Someone needs to lock CR in a closet and ship the thing already.

They've probably already released most of what they've done on it. They've probably got bits and pieces under development I'm sure. It's not that they aren't working on it. It's that the project has always been grossly mismanaged and what they have behind the curtain probably isn't anywhere near the amount of material fan boys think it is. Certainly not enough to constitute a full game.
 
They've probably already released most of what they've done on it. They've probably got bits and pieces under development I'm sure. It's not that they aren't working on it. It's that the project has always been grossly mismanaged and what they have behind the curtain probably isn't anywhere near the amount of material fan boys think it is. Certainly not enough to constitute a full game.

I get the email newsletters about it. Just seems like slowly incrementing alpha builds.
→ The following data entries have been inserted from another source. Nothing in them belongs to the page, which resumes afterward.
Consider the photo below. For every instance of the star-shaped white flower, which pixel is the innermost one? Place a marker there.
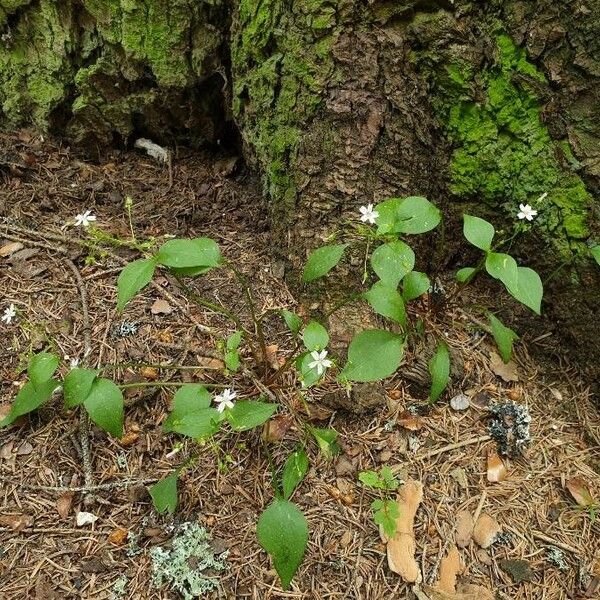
(526, 212)
(368, 215)
(225, 400)
(320, 361)
(85, 219)
(9, 314)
Apparently the flight engine / model part has been done for a long, long time... now they just need to put it in a game?
 
I get the email newsletters about it. Just seems like slowly incrementing alpha builds. Apparently the flight engine / model part has been done for a long, long time... now they just need to put it in a game?

I've played some of the alpha versions over the years. It's a glorified tech demo. The engine has been there for some time. That's true. Behind simple flight mechanics I can't tell you how good it is. It's fairly realistic, so I have nothing to compare it to. I haven't done any ship to ship combat in it so there isn't anything to say on that either. More ardent fans of it would have to chime in on that.
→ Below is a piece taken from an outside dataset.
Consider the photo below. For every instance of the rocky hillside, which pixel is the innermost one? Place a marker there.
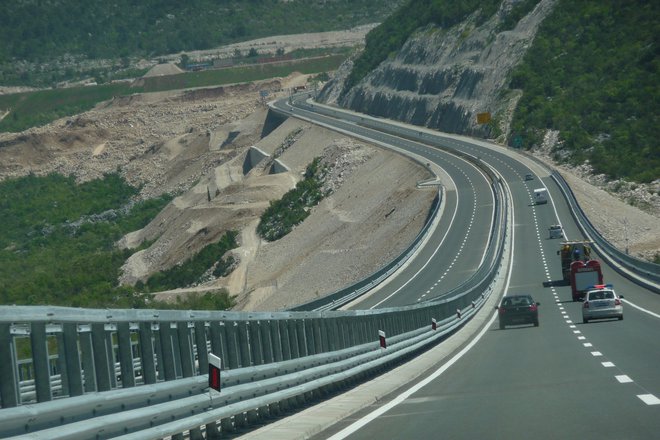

The problem is feature creep. They keep trying to add more crap into the game so that it's something for everyone and that's just not realistic. They've spent a crap ton of time and presumably money on some cargo handling nonsense so you can be a glorified dock worker or UPS driver or something. Stupid **** like that keeps getting all their time and attention. They started with SQ42, moved onto Scam Citizen, than Star Marine, then back to Star Ponzi, and then back to SQ42, then whatever. Who knows anymore? The project has become so big that it would take another ten years and probably another 200 million dollars to finish it. By then, they'd have to change engines or something (again) just to bring it up to modern graphics standards.

Speaking of which, they've been doing that too. The original graphics and ship models people bought are so old now that they've had to go back and remake them. When your project is taking that long, you know the project is off the rails. It's Duke Nukem Forever all over again. The only difference is, fans of the games are prepaying for this madness.